May 22, 2013

Album Review: VÅR's No One Dances Quite Like My Brothers


The Danish underground has wedged its way into becoming a worldwide force of domineering DIY punk and noise influences over the past two years spearheaded by the breakthroughs from hardcore antagonists Iceage and Lower. What’s remarkable about the community, however, is that uncovering the scene reveals how many of its members (alongside those from neighboring Sweden) are conjoined through offshoot projects who share only slight stylistic overlaps with their primary focus. There’s an entirely different dimension of depth into these rising artists’ potential left to be assessed through them, and with the name recognition of Iceage’s Elias Rønnenfelt and Lower’s Kristian Emdal behind it alongside friends Loke Rahbek of Sexdrome and Lukas Højland, VÅR is understandably the most visible of them all.
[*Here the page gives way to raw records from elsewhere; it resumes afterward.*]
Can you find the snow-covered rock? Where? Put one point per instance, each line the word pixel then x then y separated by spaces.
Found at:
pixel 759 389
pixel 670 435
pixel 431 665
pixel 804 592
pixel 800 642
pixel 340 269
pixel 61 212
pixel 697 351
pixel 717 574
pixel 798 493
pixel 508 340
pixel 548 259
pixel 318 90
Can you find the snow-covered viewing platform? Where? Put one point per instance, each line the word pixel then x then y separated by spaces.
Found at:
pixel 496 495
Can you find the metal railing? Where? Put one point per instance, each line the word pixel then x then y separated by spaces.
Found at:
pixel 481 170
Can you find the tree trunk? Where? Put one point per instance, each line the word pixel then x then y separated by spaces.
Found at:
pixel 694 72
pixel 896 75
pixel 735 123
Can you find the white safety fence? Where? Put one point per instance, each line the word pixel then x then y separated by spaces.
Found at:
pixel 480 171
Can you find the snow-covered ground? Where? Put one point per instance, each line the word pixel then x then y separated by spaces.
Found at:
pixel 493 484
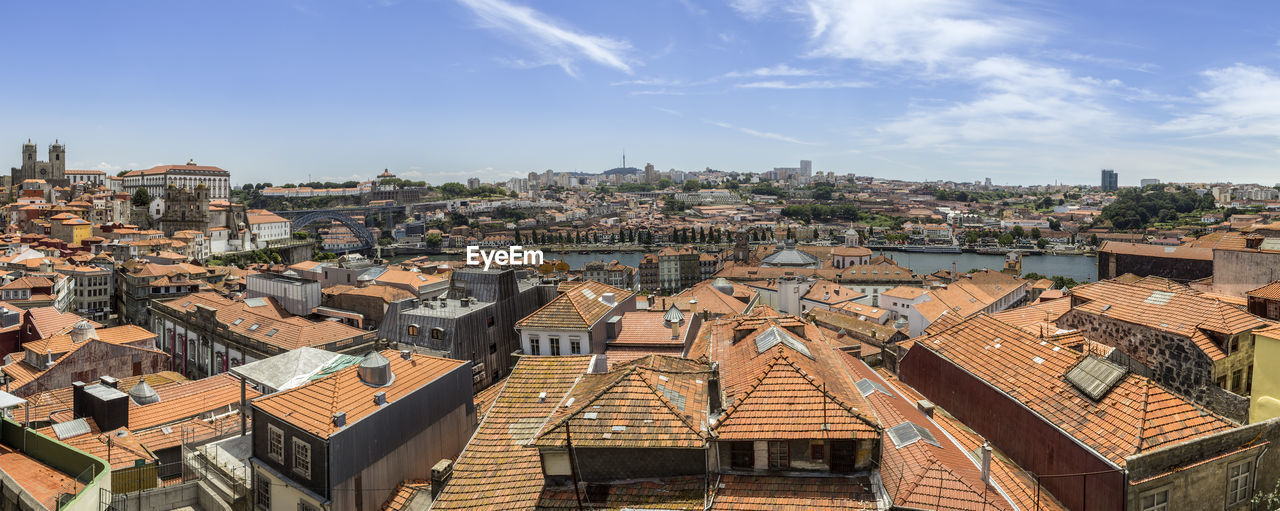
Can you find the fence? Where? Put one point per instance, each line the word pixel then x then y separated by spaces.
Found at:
pixel 224 479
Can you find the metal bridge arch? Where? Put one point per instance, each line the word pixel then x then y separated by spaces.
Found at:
pixel 366 238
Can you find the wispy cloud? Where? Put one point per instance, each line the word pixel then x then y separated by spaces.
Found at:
pixel 824 83
pixel 776 71
pixel 759 133
pixel 1242 100
pixel 928 32
pixel 554 42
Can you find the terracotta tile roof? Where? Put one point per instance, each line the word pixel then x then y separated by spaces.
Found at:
pixel 1179 313
pixel 311 405
pixel 1033 316
pixel 666 493
pixel 405 493
pixel 776 492
pixel 786 404
pixel 35 478
pixel 922 474
pixel 576 309
pixel 1013 479
pixel 184 400
pixel 1157 250
pixel 1267 292
pixel 634 406
pixel 291 332
pixel 496 471
pixel 1137 415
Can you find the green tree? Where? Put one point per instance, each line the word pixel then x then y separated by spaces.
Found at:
pixel 141 197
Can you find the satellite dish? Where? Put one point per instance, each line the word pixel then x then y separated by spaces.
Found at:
pixel 156 208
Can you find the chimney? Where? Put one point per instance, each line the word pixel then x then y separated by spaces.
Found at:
pixel 986 462
pixel 714 405
pixel 78 398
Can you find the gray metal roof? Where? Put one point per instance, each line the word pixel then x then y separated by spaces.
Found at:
pixel 773 336
pixel 790 258
pixel 289 369
pixel 71 428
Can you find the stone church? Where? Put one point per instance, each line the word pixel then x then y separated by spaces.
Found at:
pixel 53 172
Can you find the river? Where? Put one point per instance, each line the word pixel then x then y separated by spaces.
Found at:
pixel 1079 268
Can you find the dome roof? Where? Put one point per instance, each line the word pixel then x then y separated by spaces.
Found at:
pixel 142 393
pixel 673 315
pixel 375 370
pixel 83 331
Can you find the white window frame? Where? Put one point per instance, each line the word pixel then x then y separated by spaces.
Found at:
pixel 301 457
pixel 1156 503
pixel 1238 494
pixel 263 500
pixel 275 443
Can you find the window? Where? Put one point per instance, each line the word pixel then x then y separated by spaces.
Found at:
pixel 1238 482
pixel 264 492
pixel 780 455
pixel 741 455
pixel 302 457
pixel 274 443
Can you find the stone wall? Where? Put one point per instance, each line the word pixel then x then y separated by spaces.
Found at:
pixel 1197 484
pixel 1175 361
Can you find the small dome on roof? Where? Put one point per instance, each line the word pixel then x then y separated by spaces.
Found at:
pixel 142 393
pixel 673 315
pixel 83 331
pixel 375 370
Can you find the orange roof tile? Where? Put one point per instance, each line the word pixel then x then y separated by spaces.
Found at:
pixel 312 405
pixel 1137 414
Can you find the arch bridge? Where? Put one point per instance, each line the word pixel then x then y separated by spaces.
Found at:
pixel 357 228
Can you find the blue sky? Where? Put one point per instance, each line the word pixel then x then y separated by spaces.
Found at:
pixel 443 90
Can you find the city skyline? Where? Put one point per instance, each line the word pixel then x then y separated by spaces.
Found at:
pixel 448 90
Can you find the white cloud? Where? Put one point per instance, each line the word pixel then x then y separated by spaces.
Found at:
pixel 927 32
pixel 777 71
pixel 1016 101
pixel 759 133
pixel 554 42
pixel 1242 100
pixel 824 83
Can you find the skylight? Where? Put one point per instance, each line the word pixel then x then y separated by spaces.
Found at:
pixel 867 387
pixel 908 433
pixel 1159 297
pixel 1095 377
pixel 773 336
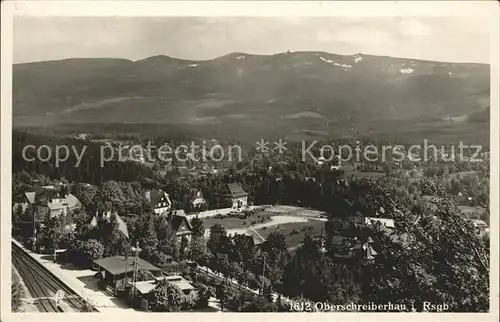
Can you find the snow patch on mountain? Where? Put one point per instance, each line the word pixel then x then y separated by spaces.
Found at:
pixel 326 60
pixel 335 63
pixel 407 70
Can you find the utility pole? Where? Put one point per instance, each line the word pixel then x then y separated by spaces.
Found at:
pixel 136 251
pixel 34 230
pixel 263 274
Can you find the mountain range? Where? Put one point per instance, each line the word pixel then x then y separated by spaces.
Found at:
pixel 292 94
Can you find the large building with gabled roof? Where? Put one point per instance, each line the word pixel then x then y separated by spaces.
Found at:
pixel 236 195
pixel 159 201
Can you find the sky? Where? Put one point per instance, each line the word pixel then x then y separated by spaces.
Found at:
pixel 451 39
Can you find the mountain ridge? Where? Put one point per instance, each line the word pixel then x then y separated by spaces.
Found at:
pixel 308 90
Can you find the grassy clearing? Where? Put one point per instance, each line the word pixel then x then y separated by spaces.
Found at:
pixel 294 232
pixel 237 223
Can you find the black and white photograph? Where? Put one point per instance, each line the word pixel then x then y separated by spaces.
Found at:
pixel 212 159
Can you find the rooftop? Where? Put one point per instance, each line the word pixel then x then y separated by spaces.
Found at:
pixel 235 190
pixel 389 223
pixel 177 280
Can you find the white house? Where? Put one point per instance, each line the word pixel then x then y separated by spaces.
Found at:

The band’s debut No One Dances Quite Like My Brothers challenges each punk's outward physicality and unrestrained chaos heard within their respective works with palpable pop textures that offer a tender juxtaposition to their hardcore-laced other-halves. And yet, you don’t have to delve too far beyond No One Dances Quite Like My Brothers’ synthetic skin to uncover that VÅR, like the collective’s other directions, is rained over by weathered anxiousness that permeates its way into the Copenhagen underground's cast of characters much like dreary lore did to Manchester or an indifference toward modern-day materialism did Seattle. Despite being recorded Stateside inside a home studio in Bushwick, the elements carry over regardless in tracks like "Begin to Remember" and "Hair Like Feathers" where Rønnenfelt's dissonant cries wrapped around a minimalist arrangement of pulsing synths sound destined to meet their doom (which isn't to say that the LP's flashier moments such as "The World Fell" and "Pictures of Today / Victorial" don't carry a heavy-hearted polarity emphasized by a militant funeral march across a broken path of bright guitar static, trumpeted victory loops and upbeat tempos.)

Staying within their DIY comfort zone of subterranean production and weathered emotions indeed makes VÅR's debut feel like a proper extension of Iceage and Lower meant to be played in small, dark corners if only in context (that honor ironically would be more astute for their Sacred Bones labelmate Pharmakon and her remarkable newly-released effort Abandon,) but looser songwriting and evaporating most of its members' familiar studio tools behind a wall of broken glass and sheet metal samples, stripped acoustics, percussive loops and industrial electronics otherwise tells you that No One Dances Quite Like My Brothers should not be looked at as a counterpart to their mainstay connections. The album doesn't concentrate too closely on cohesion and is cause for a few wandering but forgivable transitions across the nine track listen, but for every vacant instrumental segue (the title track, "Boy," "Katla") there's promising reinforcement to be heard in VÅR's traditional "pop" leanings ("Motionless Duties," "Into Distance.") Maybe the four friends aren't yet ready to outshine their associated acts, but as far as debuts go, there's a future for VÅR's own kind of bleakness.


VÅR's No One Dances Quite Like My Brothers is available now on Sacred Bones Records.